The average price of hydrogen fuel has surged by a third in California — the world’s second-largest fuel-cell vehicle (FCV) market — putting further pressure on a sector that has struggled to take off in spite of state subsidies in excess of $200m.
FCVs in the state will now be more than four times as expensive to run as electric vehicles charged at home.
The average hydrogen pump price has risen from $15.97/kg on 1 July to an all-time high of $21.28/kg — a 33.25% increase, according to data provided to Hydrogen Insight by S&P Global Commodity Insights — which works out at just under $0.30 per mile ($0.19/km) for a Toyota Mirai (see below).
This means that the cost of a journey from Los Angeles to San Francisco in an FCV has increased from $85 in July to $114 today.
One retailer, Iwatani — which owns four of the 56 operational hydrogen filling stations in California — has increased its price to $24.99/kg, and says that this is expected to rise further on 1 January, with the exact amount under review.
In a statement to its FCV customers, the Japanese industrial gases company said it had to put up its hydrogen pump prices due to higher procurement costs, inflation, and a more than 60% fall in the state’s Low Carbon Fuel Standard (LCFS) subsidies.
The LCFS is effectively a carbon credit that incentivises low-carbon fuel production and infrastructure in California, with each credit representing a tonne of CO2 avoided.

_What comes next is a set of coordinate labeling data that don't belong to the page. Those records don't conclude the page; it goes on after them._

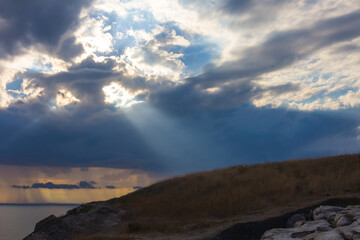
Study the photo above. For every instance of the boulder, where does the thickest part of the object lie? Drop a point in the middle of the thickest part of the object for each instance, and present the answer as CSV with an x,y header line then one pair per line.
x,y
330,223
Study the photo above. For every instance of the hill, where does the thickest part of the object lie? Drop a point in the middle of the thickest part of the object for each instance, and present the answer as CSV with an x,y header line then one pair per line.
x,y
216,199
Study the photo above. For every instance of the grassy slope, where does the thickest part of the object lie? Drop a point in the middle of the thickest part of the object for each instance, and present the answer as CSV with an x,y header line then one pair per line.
x,y
236,191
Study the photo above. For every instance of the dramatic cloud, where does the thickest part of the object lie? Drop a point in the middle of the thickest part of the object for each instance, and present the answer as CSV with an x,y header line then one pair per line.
x,y
25,23
173,86
50,185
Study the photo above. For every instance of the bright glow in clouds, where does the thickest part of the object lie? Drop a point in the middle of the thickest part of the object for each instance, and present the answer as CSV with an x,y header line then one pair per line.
x,y
64,98
122,182
118,95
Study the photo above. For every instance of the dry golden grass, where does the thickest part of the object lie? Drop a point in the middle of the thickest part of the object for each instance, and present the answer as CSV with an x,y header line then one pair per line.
x,y
237,190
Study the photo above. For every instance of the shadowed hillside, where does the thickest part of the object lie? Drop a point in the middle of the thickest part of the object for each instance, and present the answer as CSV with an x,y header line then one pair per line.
x,y
202,205
237,190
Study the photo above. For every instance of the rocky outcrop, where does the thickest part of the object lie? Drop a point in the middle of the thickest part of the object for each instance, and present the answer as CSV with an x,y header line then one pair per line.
x,y
325,223
85,219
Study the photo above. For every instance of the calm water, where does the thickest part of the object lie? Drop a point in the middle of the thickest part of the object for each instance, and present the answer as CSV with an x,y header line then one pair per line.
x,y
18,221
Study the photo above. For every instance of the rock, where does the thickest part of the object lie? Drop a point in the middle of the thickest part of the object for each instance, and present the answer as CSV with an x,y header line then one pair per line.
x,y
294,219
295,232
329,235
327,213
85,219
331,223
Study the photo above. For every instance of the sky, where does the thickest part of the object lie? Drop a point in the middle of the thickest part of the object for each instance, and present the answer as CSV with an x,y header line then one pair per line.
x,y
140,90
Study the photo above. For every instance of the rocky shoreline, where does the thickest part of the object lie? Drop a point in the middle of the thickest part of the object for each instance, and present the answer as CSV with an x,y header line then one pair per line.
x,y
329,220
324,223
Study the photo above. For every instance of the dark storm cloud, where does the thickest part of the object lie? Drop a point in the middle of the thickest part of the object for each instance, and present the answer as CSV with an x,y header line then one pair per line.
x,y
24,23
50,185
78,139
280,50
91,133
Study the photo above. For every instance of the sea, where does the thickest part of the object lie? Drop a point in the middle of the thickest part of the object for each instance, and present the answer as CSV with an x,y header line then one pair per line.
x,y
18,220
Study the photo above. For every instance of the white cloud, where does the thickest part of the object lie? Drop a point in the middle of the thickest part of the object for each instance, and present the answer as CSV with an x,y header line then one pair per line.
x,y
94,37
64,98
118,95
150,56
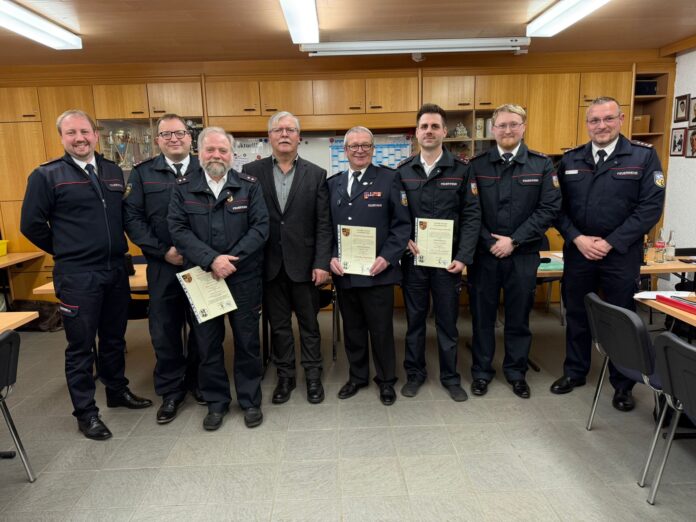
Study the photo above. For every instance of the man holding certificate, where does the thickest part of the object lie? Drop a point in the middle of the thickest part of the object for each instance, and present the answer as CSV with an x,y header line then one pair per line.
x,y
219,222
443,202
520,197
371,227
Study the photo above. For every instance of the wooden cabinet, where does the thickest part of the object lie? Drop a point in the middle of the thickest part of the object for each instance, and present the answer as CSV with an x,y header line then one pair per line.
x,y
118,102
552,112
294,96
21,151
618,85
233,98
492,91
345,96
391,94
19,104
54,102
452,93
182,98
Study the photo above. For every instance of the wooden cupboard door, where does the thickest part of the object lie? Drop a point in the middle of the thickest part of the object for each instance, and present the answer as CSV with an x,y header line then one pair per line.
x,y
618,85
19,104
345,96
54,102
452,93
21,151
233,98
391,94
552,112
495,90
182,98
117,102
294,96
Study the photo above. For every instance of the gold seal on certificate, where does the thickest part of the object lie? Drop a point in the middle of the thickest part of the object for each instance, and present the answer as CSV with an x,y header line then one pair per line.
x,y
356,248
434,241
209,297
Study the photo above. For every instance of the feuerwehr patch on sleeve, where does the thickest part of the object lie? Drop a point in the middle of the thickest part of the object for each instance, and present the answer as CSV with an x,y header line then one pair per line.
x,y
659,178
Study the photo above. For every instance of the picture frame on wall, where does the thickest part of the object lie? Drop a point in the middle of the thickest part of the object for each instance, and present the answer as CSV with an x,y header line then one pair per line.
x,y
682,111
677,145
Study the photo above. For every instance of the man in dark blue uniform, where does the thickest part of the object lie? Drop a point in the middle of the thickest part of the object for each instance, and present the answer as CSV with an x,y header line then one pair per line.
x,y
218,221
438,186
369,196
613,193
145,213
72,210
520,197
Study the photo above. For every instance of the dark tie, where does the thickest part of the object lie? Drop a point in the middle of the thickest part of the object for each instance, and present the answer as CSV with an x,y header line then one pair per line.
x,y
601,154
93,178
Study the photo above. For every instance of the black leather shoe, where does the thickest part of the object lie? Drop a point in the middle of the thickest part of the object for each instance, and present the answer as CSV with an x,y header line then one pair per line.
x,y
520,388
213,420
387,394
565,385
457,393
168,411
127,399
315,391
253,417
283,390
93,428
479,387
623,400
349,389
410,389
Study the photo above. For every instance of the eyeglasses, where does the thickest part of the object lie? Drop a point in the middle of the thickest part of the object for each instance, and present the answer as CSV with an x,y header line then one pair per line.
x,y
512,126
167,135
608,120
364,146
287,130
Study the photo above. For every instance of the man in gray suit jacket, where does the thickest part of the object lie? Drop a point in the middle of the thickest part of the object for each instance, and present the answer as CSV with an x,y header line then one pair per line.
x,y
297,254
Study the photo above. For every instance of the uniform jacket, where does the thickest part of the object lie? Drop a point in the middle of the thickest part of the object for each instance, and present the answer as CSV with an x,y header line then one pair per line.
x,y
620,202
519,200
379,202
449,193
300,236
145,207
64,215
236,223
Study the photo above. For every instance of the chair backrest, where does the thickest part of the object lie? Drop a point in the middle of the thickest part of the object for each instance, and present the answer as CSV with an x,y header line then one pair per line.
x,y
621,333
9,357
676,366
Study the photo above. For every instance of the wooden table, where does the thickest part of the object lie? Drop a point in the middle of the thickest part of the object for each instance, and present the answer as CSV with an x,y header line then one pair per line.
x,y
12,320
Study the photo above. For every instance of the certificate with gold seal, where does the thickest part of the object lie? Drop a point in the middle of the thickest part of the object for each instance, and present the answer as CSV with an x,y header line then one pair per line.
x,y
434,240
209,297
357,248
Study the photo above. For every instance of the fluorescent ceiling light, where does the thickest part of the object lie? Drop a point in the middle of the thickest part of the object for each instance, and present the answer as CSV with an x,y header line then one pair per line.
x,y
561,16
513,43
35,27
301,17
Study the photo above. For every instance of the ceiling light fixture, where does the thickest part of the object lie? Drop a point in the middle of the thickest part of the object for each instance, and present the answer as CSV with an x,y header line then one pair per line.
x,y
561,16
513,43
302,21
35,27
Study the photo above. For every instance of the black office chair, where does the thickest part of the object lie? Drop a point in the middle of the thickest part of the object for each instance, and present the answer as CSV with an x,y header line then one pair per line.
x,y
676,366
620,336
9,357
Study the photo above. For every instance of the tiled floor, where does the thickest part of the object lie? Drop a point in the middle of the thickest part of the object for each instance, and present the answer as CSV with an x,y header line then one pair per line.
x,y
427,458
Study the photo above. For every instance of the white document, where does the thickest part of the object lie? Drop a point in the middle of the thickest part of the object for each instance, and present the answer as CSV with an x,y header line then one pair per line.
x,y
208,297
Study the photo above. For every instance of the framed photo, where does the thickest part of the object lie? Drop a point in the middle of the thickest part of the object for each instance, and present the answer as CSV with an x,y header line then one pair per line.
x,y
678,144
682,111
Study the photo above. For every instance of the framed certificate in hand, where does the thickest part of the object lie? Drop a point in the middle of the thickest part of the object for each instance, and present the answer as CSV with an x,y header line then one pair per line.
x,y
434,241
357,247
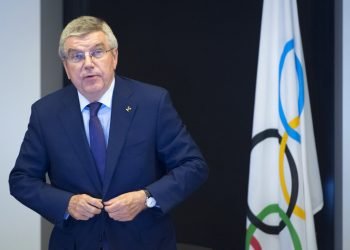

These are then sold on an open market — where prices fluctuate — to petroleum importers, refiners and wholesalers, which are obliged to meet carbon-intensity benchmarks set by the California Air Resources Board, effectively offsetting their own greenhouse gas emissions.
The hydrogen sold by Iwatani is 33% green hydrogen and 67% grey H2 made from unabated natural gas — the price of which has more than doubled in the past two years, although it has fallen since July.
Poor return on investment
This is all bad news for those companies that have invested millions of dollars in California’s heavily subsidised FCV market — as well as the state itself, which is on course to have invested about $230m in the sector by the end of next year.
It has arguably received a poor return on its investment, with only 10,127 FCVs on the road at the end of 2021, raising questions about how the state has been using taxpayer money.
Car makers such as Toyota have also heavily subsidised FCV sales in California, reportedly offering the $50,000-plus Mirai for under $18,000 in a desperate bid to increase growth.
But FCV sales in the state are not heading in the right direction, with the California Fuel Cell Partnership reporting that only 153 units were sold in the US in the third quarter of 2022 — a year-on-year decrease of 82%.
According to a study published in the journal Energies, California was the world’s second-largest market for FCVs in terms of vehicles on the road at the end of 2021, after South Korea, and ahead of China, Japan and Germany.
This is the current price picture for hydrogen fuel cell, gasoline and electric cars in California:
- The average hydrogen pump price of $21.28/kg equals a price per mile of $0.30.
- The Iwatani hydrogen pump price of $24,99/kg equals a price per mile of $0.35.
- An average gasoline price of $5,46/gallon in California equals a price per mile of $0.22
- An average state electricity price for end users of $0.273 cents/kWh (in August) equals a price per mile for an EV of $0.07. (This is despite California having the highest electricity prices in the contiguous US.)
- Using a Tesla supercharger during peak hours, at a cost of $0.50/kWh equals a per-mile price of $0.13.
The energy consumption per mile is based on assessments by the US Energy Department as follows:
- Hydrogen: The 2022 Toyota Mirai LE model can travel 72 miles per kilogram of H2.
- Gasoline: A midsize Volvo V90CC B6 AWD station wagon can do 25 miles per gallon.
- Electric vehicles: A Nissan Leaf with a 40 kWh battery can travel 3.7 miles per kWh.